This piece was originally featured in marketingsherpa
Everyone today has an opinion about online ads. We wear two hats: we’re online marketers and online browsers who consume voracious amounts of content. So the ad blocking phenomenon, and the debate surrounding it, is incredibly interesting for us as observers. As inbound marketers, we see the need for businesses and content creators to hit their bottom line, but as online content consumers, we also see a lot of annoying ads.Based on the way the landscape is evolving, the future of online advertising is looking more and more tenuous. We wondered: is there a way that content producers and ad publishers can make money without creating a hugely disruptive and annoying ad experience? What kind of advertising do online browsers tolerate today, and why do they use ad blockers to begin with? With even Google considering an ad blocker for Chrome, the idea that newly empowered consumers can choose not to view certain ads is an even more looming concern for marketers and publishers.So, in this Chart of the Week article, we take a look at why consumers block online ads, specifically broken down by different income levels.A survey of 2,400 consumers, sampled to reflect a close match to the U.S. population’s demographics: Why do you block online ads?
Disruptive ads are the top consumer complaint at all income levels
Overall, three out of 10 Americans block online ads because they said, “I dislike large ads that pop up over the entire webpage.”

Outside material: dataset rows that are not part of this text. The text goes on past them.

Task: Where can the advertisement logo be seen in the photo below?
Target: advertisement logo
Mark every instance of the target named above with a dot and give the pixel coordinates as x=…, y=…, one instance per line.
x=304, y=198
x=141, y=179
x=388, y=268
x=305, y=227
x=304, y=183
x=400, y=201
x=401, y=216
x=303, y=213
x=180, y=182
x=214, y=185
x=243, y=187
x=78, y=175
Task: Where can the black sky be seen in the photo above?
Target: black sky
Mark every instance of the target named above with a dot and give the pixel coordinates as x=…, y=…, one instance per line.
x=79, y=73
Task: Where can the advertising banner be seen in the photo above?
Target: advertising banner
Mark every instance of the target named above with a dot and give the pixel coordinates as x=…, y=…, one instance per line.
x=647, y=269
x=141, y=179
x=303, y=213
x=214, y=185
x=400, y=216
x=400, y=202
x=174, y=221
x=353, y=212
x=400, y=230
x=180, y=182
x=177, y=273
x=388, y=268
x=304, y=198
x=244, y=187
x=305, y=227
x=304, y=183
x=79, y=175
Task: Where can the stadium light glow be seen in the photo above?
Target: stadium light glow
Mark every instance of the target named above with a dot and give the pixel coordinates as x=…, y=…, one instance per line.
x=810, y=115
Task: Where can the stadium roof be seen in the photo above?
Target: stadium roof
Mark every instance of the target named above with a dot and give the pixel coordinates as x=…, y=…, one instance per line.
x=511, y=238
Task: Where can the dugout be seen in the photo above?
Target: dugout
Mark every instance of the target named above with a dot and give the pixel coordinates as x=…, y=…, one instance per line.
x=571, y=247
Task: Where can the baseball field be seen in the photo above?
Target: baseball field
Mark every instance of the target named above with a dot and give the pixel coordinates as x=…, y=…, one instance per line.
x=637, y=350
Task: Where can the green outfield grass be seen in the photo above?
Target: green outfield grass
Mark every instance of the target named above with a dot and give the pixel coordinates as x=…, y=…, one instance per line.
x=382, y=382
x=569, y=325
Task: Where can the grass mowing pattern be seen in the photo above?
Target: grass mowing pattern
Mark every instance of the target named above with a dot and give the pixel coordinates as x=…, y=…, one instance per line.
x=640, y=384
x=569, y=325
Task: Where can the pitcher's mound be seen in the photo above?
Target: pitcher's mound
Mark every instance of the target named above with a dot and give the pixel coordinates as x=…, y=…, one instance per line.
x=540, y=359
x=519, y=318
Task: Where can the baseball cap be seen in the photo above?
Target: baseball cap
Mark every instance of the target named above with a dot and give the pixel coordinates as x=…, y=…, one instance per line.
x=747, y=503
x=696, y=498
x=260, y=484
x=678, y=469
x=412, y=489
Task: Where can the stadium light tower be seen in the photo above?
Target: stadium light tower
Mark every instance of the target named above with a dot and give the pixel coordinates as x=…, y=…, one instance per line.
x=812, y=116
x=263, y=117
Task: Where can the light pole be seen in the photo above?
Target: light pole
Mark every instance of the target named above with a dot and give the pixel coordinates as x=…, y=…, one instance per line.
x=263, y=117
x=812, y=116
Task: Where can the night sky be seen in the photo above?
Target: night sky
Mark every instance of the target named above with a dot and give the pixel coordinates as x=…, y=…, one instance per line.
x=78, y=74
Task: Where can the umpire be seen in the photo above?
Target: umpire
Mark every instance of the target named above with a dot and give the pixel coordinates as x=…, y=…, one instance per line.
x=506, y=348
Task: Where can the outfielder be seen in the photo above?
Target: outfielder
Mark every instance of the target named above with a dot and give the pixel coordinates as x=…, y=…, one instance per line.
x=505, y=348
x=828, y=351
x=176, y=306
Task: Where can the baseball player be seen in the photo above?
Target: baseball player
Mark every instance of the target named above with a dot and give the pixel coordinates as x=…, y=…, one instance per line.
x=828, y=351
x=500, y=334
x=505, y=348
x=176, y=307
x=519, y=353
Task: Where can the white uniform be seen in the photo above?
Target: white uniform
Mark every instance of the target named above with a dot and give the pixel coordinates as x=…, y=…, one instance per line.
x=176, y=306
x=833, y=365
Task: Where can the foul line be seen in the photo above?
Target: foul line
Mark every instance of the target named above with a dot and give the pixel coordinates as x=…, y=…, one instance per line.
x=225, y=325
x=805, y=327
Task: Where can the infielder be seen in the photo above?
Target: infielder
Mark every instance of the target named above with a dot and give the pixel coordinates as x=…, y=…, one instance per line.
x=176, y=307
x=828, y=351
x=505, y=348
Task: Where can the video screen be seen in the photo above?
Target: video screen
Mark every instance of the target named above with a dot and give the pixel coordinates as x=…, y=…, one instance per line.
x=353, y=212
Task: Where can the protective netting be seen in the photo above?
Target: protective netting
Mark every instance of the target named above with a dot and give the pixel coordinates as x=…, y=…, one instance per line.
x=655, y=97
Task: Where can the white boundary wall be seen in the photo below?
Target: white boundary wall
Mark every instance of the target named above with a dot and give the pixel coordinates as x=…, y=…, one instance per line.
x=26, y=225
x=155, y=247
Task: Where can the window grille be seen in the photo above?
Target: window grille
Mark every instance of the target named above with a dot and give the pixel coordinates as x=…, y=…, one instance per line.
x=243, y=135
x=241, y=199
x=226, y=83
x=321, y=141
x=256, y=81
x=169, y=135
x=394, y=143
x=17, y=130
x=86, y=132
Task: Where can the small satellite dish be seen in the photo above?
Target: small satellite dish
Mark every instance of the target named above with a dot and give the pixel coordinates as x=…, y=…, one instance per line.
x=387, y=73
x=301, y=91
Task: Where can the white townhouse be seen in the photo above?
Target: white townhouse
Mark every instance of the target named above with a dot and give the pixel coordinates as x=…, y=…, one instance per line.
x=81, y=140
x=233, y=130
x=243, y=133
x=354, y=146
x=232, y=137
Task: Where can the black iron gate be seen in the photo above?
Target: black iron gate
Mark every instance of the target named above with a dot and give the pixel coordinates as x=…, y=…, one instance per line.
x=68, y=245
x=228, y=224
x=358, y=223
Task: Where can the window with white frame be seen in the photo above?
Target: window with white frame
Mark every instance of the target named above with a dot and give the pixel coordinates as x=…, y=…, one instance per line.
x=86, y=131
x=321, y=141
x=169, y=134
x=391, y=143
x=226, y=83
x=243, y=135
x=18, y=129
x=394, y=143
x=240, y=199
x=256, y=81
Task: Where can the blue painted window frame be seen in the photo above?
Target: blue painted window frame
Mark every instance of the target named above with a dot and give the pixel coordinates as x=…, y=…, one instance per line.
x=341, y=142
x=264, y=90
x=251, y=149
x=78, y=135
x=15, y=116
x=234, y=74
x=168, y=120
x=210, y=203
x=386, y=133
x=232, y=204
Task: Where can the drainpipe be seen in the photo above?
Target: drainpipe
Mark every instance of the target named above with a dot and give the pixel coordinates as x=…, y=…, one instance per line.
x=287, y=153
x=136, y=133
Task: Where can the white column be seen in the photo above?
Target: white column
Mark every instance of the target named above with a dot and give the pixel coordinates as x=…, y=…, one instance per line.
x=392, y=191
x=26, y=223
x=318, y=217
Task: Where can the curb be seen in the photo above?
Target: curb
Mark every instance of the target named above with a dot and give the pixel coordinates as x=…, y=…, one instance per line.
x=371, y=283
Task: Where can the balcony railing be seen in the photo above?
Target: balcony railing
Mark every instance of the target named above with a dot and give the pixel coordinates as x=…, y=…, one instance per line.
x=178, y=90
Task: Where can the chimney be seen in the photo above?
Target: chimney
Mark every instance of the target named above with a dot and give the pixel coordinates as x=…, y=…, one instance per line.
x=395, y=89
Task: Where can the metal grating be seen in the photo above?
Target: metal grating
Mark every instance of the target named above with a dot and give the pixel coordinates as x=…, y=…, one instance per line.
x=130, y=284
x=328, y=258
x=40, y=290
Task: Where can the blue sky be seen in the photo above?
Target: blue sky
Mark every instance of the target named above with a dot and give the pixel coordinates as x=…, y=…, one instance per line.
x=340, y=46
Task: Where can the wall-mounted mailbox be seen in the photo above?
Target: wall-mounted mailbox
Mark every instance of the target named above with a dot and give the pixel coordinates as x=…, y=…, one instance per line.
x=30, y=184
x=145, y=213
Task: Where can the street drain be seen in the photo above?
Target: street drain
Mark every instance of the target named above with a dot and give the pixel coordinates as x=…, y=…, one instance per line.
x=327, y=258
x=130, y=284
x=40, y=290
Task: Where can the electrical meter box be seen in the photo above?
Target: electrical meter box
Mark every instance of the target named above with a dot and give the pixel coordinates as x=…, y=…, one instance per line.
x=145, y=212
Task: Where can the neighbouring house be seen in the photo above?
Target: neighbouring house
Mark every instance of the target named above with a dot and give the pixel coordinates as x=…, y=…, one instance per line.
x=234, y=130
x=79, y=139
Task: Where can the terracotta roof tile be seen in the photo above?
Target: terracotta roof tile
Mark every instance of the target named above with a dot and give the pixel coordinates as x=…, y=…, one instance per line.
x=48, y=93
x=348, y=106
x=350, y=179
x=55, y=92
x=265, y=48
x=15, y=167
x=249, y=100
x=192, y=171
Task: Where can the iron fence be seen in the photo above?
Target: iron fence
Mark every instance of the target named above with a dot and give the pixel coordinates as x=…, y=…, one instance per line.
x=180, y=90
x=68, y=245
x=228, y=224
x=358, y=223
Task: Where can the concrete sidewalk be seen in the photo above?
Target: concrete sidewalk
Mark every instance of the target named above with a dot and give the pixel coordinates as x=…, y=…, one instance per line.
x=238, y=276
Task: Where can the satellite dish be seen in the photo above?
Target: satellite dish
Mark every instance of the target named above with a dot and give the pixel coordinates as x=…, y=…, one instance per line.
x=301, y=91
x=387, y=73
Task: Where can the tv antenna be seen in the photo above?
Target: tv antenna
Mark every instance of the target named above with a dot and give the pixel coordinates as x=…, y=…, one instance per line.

This was the top reason for every income group as well, peaking at a third (33%) of consumers making $50,000 – $74,900. When we asked consumers about how they prefer to receive ads from companies, online pop-ups were the second-to-least preferred type of ad, while social media ads, online banner ads and search engine ads ranked significantly higher.
More affluent consumers less swayed by value of advertising
The clearest trendline we discovered based on income was to the response “I know the value of advertising but I don’t care,” climbing from 9% of respondents making less than $24,900 to 14% of respondents making $75,000 or more.
This could be because less affluent customers are more likely to appreciate the free content than more affluent customers who consider it a waste of their (more valuable) time. One way you could put this data into action is to emphasize the free value they receive because of your advertising if your ideal customer is in a lower income demographic, but attempt to create premium, advertising-free experiences if your focus is a more affluent demographic.
Disdain for audio autoplay varies by income as well
“Audio AutoPlay of online ads is intrusive” grew from 17% of respondents making less than $24,900 to 24% of consumers making $75,000 to $99,900, before dropping to 16% of consumers making $100,000 or more.
This may be due to consumers’ work experience. The likelihood of working in an office setting could increase as income increases. However, once income climbs above $100,000, those same office workers might have a private office and not be on the floor of an open office floor plan, thus less sensitive to noise.
Whatever the reason, it brings up a more fundamental point when engaging in online advertising: consider not only the content of your advertising but the context in which your prospective customers are interacting with it.